According to Boeing, the proposed four-year deal agrees with the union’s approach to extend the terms of the previous contract for current employees “except for proposals explicitly agreed upon by both parties during negotiations”.
Under the terms of the deal, all workers represented by SPEEA would see salary pools of five per cent per annum for the duration of the contract. Additional pay and incentives would amount to $84,071 for engineers and $64,515 for technical personnel; extra benefits would include a freeze on any increase in employee contributions to health care programmes, plus an enhanced retirement savings plan for new recruits.

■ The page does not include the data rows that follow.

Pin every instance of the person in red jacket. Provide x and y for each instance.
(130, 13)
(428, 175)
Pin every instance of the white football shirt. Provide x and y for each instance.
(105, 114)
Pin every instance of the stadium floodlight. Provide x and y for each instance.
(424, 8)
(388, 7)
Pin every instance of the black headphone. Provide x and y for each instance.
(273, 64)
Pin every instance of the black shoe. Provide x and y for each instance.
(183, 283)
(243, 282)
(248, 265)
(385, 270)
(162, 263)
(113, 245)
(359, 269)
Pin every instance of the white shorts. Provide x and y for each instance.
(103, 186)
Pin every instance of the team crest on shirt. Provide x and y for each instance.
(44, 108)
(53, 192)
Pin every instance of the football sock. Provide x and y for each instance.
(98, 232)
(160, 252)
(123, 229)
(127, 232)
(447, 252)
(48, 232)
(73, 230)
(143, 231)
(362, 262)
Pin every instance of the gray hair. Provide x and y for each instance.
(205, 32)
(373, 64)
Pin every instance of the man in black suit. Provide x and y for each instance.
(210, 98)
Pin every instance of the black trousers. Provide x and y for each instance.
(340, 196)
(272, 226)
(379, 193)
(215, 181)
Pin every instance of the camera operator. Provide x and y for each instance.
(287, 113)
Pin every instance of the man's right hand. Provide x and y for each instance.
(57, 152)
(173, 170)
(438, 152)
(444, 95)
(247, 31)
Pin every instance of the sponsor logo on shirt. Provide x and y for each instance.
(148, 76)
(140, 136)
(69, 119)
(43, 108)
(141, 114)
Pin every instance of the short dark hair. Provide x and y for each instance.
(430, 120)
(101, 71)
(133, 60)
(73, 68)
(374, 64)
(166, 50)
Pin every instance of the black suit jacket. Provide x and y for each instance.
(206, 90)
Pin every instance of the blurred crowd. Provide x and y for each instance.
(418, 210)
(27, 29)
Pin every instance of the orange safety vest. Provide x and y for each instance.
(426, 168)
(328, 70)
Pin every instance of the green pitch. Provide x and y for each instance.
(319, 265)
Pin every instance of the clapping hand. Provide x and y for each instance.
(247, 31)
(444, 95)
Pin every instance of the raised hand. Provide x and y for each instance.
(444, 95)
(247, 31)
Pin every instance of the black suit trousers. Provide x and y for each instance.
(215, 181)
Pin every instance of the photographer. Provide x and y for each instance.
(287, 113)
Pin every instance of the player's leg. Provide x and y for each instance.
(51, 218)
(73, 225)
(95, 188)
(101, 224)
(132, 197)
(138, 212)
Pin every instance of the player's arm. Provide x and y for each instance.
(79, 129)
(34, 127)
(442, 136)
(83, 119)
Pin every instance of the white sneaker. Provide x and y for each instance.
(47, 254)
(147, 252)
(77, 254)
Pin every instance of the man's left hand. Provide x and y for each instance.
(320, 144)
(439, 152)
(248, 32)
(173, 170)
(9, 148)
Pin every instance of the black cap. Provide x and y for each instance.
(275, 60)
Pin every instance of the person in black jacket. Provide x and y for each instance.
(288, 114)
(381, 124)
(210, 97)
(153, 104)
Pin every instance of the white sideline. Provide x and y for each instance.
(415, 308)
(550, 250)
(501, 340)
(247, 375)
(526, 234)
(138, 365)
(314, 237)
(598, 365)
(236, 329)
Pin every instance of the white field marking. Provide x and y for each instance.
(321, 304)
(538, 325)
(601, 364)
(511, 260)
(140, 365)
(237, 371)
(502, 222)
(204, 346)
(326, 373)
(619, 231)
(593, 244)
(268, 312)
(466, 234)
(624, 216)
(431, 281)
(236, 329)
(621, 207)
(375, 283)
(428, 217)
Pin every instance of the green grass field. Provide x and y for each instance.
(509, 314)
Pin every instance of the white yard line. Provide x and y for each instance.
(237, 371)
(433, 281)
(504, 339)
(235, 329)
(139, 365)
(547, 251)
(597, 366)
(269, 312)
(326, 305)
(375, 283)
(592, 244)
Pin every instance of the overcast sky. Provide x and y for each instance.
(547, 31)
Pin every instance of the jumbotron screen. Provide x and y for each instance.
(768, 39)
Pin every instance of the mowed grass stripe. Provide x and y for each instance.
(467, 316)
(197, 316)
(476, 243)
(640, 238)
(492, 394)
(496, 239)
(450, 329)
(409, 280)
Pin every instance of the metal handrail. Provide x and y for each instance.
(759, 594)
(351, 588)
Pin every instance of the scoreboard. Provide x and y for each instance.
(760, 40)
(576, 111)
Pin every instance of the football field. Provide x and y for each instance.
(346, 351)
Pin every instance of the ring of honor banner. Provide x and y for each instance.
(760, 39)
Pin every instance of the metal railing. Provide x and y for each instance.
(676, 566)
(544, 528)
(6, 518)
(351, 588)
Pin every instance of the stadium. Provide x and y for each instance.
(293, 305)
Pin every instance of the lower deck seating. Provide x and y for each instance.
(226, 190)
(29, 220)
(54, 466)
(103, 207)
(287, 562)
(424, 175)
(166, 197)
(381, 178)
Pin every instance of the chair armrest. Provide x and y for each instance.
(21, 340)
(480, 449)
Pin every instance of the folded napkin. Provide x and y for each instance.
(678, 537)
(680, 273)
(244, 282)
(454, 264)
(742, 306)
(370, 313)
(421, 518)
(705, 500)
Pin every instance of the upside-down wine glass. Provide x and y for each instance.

Mike Delaney, VP of engineering, Boeing Commercial Airplanes described the proposed deal as “a market-leading offer by all measures”, adding somewhat euphemistically that reaching an agreement “as soon as possible will allow all of us to focus our time and energy on the immediate challenges facing the company”.
“Immediate” is indeed the word. EASA has followed the FAA’s lead by grounding the 787 in Europe, Boeing’s Dreamliner customers have issued apologies to passengers and word of the aircraft’s troubles has flooded beyond the industry into the public domain. The last thing Boeing needs right now is a hissy fit by some of its most crucial employees.
But of course, for those workers now is the ideal time to strike (perhaps literally). SPEEA yesterday turned up the heat by calling for a rejection of the final offer, claiming that Boeing’s actions “reiterate the company’s growing disrespect for the engineers and technical workers who are essential to working issues and restoring confidence in the 787”. The union dismissed claims that such tasks could be performed by others.
Meanwhile, Airbus chose the same day to trumpet new delivery records for 2012 (588 aircraft to 89 customers) and the surpassing of its order target of 650 orders (914 gross) - adding helpfully that it has set “a new industry-wide record” backlog of 4,682 aircraft valued at over $638bn. Oh, and Airbus also announced that it’s putting its prices up – by an average of 3.6 per cent.
While rumours are running like wildfire and it’s best to wait for the official verdict from the regulators on the root causes of the Dreamliner’s problems, some observers have speculated that Boeing ended up pushing out the 787 sooner than was wise, after a series of delays in development.
Whether or not that is the case, yesterday’s collection of announcements would appear to confirm that timing is everything.